My i ask why you haven't told family yet?
It is good that you have support. If theirs any advice i could give it would be listen to your body, do at least one thing every day and routine helps.
I hope you get to grips with this blessing ( it's actually a flipping curse but i try to think positivly hehe).
How old are your children?
I hate ironing too but not as much as putting away laundry :0
I really should go to bed, sorry for rambling off but i enjoyed corresponding with you
( check me out using big words haha
Night xx
Hey ramble away, isn't that one of fibros'greatest gifts? The skill to ramble at will. Daughter won't mind the sex change she is a massive tomboy! My kids are 9 and 4. Sounds like you have got it down re:the work plan. Let me know how you get on and any other tips for managing home work and kids as you sound more organised than me. I used be super organised and have found it difficult that I'm not anymore. I was always the one who sorted everything out
But am now learning to say no, though the control freak in me often has other ideas!
Not told family as am very newly diagnosed and simply I am not quite sure how to. Plus it's a bit of denial, maybe if I don't say it out loud it won't be true. Also by not saying anything to them I am still the old me, if that makes sense - I can pretend if you like to be the person I was as, by not knowing, they still see the old me.
Your hubby sounds amazing, mine drives me crazy but wouldn't swap him. All his annoying little habits are applied by the fibro so that sometimes I don't even allow him to breath near me! Been together 20 years though so at least he had lots of goood years so can trade on his memories when I am being horrible saying "do you really have to breath?" Bless him!
Hi
I was just reading your posts and I thought how nice it is that people talk with such humour about how something that is trying to wreck our lives, and so then I thought why not tell them because it is not often we get good in our lives and I suppose that is one of the main reasons I come on here to get help and to give help, but to get humour is also part of the site (VG & Ginns for example)

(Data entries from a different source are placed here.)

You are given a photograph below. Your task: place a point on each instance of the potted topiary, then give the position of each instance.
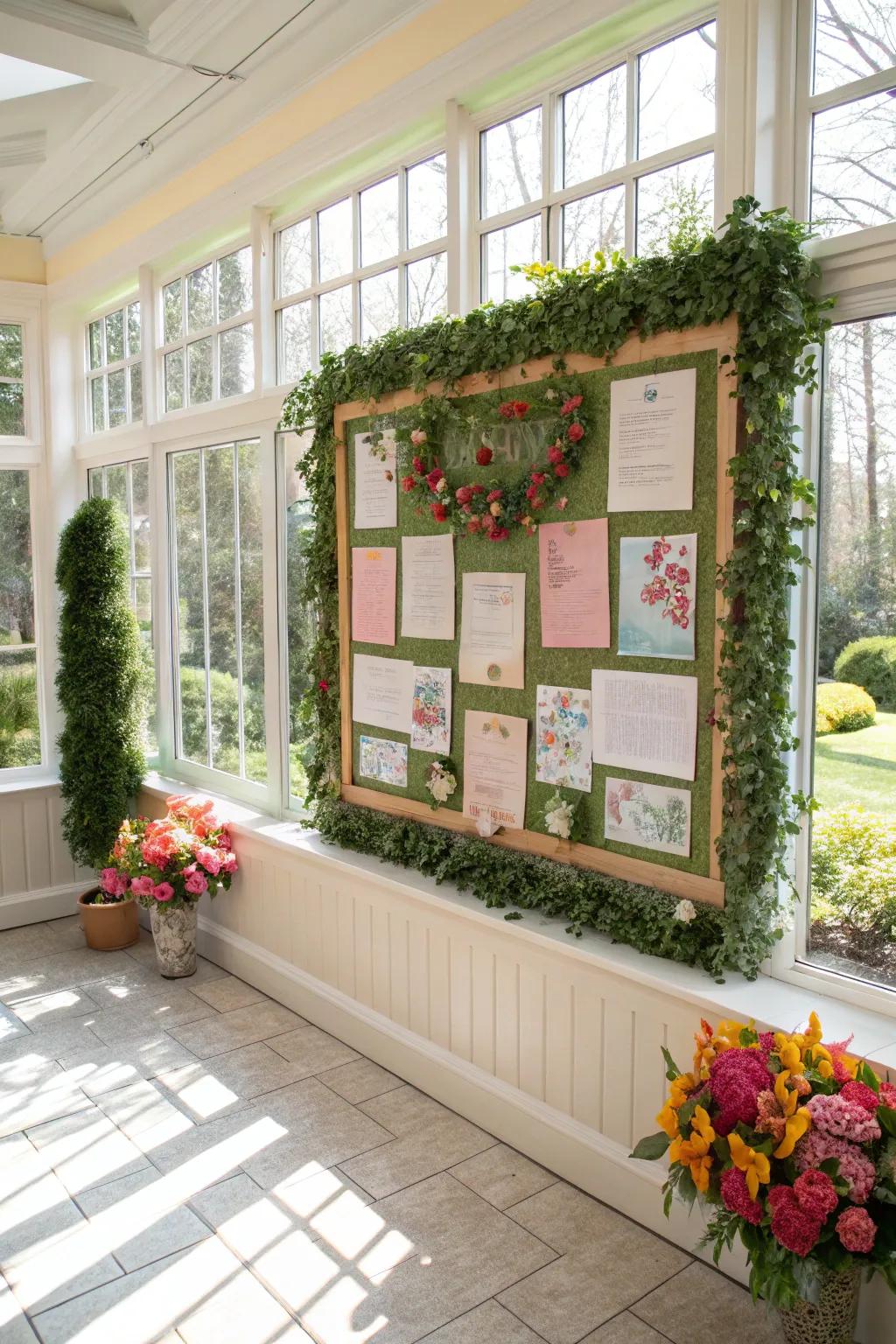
(98, 683)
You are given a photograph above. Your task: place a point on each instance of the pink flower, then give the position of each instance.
(856, 1230)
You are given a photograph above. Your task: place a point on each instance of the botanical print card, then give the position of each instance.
(564, 737)
(648, 815)
(384, 761)
(657, 579)
(431, 712)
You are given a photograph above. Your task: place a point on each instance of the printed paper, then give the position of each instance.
(431, 711)
(494, 769)
(427, 588)
(652, 431)
(564, 737)
(657, 581)
(494, 629)
(645, 721)
(648, 815)
(574, 586)
(374, 594)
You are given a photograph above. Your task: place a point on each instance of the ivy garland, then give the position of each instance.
(755, 268)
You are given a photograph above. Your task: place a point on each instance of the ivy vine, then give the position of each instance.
(755, 268)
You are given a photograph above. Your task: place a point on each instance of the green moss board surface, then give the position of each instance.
(587, 494)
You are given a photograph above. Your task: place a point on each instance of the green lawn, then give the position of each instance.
(858, 766)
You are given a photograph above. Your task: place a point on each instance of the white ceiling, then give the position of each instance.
(70, 158)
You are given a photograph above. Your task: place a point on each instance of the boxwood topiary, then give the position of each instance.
(101, 759)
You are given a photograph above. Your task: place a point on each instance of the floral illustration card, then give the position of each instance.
(657, 581)
(564, 737)
(648, 815)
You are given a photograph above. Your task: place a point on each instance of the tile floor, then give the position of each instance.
(191, 1163)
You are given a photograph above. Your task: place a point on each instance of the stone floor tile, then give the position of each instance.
(140, 1219)
(312, 1050)
(502, 1176)
(360, 1081)
(87, 1150)
(670, 1309)
(241, 1027)
(429, 1138)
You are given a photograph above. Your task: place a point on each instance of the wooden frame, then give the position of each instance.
(720, 338)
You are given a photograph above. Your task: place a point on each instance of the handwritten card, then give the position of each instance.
(574, 584)
(374, 594)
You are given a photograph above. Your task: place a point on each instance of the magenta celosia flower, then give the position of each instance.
(737, 1077)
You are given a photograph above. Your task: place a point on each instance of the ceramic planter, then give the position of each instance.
(175, 933)
(108, 928)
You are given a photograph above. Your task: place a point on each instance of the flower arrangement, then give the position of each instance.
(790, 1144)
(172, 860)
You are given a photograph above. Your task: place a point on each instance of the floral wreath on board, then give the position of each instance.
(480, 506)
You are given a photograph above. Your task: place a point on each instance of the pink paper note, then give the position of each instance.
(374, 594)
(574, 584)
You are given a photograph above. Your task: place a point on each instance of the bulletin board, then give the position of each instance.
(696, 877)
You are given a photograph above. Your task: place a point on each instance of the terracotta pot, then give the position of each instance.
(108, 928)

Thank you for making me smile.
Kindest regards
Terry
This is just how I feel , exhausted but working , I too have pared teh housework down to the very least without getting the grimebusters in. My husband is great helps, when he can but has a demanding job too. So pleased to hear I am not alone! keep going (slowly & pacing lol) best wishes ann
Hi Melody,
Hope that you will have a betterw eekend, do you only have Fibro or do you have other conditions as well?
I was also recently diagnosed, in August 2012 after being very frightened sice June with the most terrible pains throughout my body, not being able to walk far, not able to sit/stand for long and I was also working, I am still working because like a lot of Fibro sufferers I just cannot afford to stop, hubby was out of work for 6 months and that was 3 years ago, still got debts etc, think this was one of the reasons I got the Fibro,from all the stress of the finances and worring about losing the roof over our heads!!!!

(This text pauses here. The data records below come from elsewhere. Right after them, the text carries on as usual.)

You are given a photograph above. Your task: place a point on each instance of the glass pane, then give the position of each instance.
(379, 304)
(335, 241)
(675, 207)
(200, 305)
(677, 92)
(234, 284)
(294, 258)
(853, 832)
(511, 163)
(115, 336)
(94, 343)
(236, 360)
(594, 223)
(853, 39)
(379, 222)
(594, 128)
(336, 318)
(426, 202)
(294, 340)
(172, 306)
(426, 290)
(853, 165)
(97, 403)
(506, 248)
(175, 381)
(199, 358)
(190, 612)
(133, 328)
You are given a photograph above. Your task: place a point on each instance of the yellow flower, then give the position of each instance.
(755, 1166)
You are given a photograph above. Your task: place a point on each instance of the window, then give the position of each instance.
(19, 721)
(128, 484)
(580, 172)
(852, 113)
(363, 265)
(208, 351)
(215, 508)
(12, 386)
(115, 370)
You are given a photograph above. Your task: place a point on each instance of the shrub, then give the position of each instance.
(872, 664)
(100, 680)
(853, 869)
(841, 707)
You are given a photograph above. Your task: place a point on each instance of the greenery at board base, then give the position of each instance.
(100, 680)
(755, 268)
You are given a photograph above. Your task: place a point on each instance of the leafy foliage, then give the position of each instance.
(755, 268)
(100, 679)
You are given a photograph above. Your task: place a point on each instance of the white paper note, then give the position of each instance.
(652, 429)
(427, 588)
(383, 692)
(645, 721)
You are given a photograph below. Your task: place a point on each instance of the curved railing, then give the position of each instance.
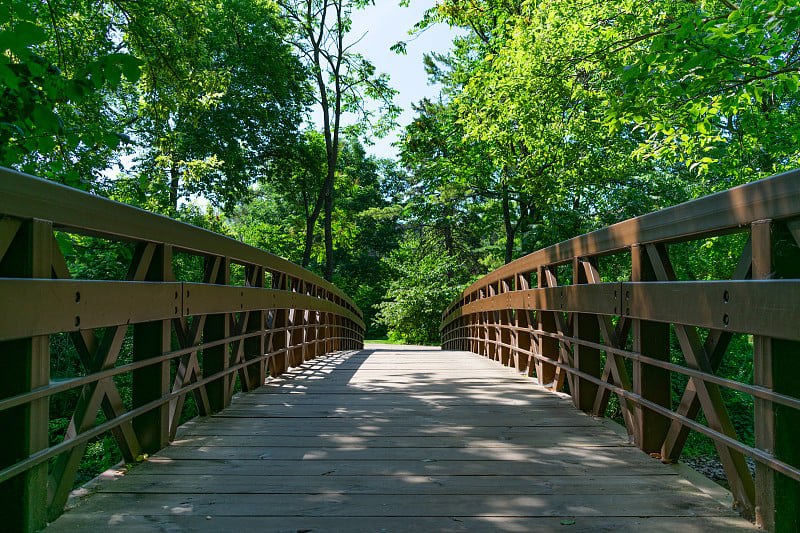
(552, 314)
(252, 313)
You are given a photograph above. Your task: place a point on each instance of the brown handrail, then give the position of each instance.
(206, 338)
(594, 337)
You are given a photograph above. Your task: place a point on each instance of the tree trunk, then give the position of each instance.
(311, 222)
(174, 183)
(511, 230)
(329, 232)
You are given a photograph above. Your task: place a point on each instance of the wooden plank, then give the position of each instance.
(576, 455)
(488, 438)
(327, 505)
(131, 523)
(396, 485)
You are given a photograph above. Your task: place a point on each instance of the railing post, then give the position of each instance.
(216, 359)
(547, 346)
(26, 366)
(776, 367)
(152, 382)
(296, 318)
(255, 346)
(504, 333)
(653, 384)
(521, 319)
(278, 337)
(586, 359)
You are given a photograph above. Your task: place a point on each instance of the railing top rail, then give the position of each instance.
(776, 197)
(25, 196)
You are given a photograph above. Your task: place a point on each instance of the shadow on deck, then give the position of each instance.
(398, 438)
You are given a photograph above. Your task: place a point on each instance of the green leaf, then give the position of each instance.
(131, 68)
(28, 34)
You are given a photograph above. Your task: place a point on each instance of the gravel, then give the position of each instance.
(712, 468)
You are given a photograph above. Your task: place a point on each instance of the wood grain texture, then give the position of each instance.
(395, 438)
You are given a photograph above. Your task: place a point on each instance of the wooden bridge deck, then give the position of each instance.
(398, 438)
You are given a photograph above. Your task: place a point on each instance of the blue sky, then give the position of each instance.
(386, 23)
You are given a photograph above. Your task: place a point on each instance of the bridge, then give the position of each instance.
(302, 427)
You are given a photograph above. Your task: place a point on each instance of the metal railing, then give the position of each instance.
(553, 315)
(206, 337)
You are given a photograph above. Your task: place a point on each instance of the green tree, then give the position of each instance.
(343, 80)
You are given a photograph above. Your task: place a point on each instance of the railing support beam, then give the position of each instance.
(23, 499)
(651, 383)
(776, 366)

It always helps if you have a suportive partner and family as you all need to stick together when something like this happens, you are douing your best to cope with it all and i know it must be hard at times.
Is your GP supportive and helping you Melody?
Enjoy your weekend.
XXXXXXX
Thanks for all your comments and for chatting with me. Sorry went of radar am on a train back from london for work. i will pay the price for working an extra day this week i aching all over which will be pain by tomorrow.My humour is sometimes lacking but I do try hard. Before I had a dx that is a thing hubby noticed a lot, he kept saying my sense of humour had gone, in fact lots of me has gone. I may try Botox so that I have a new face to go with my new (NOT much improved personality).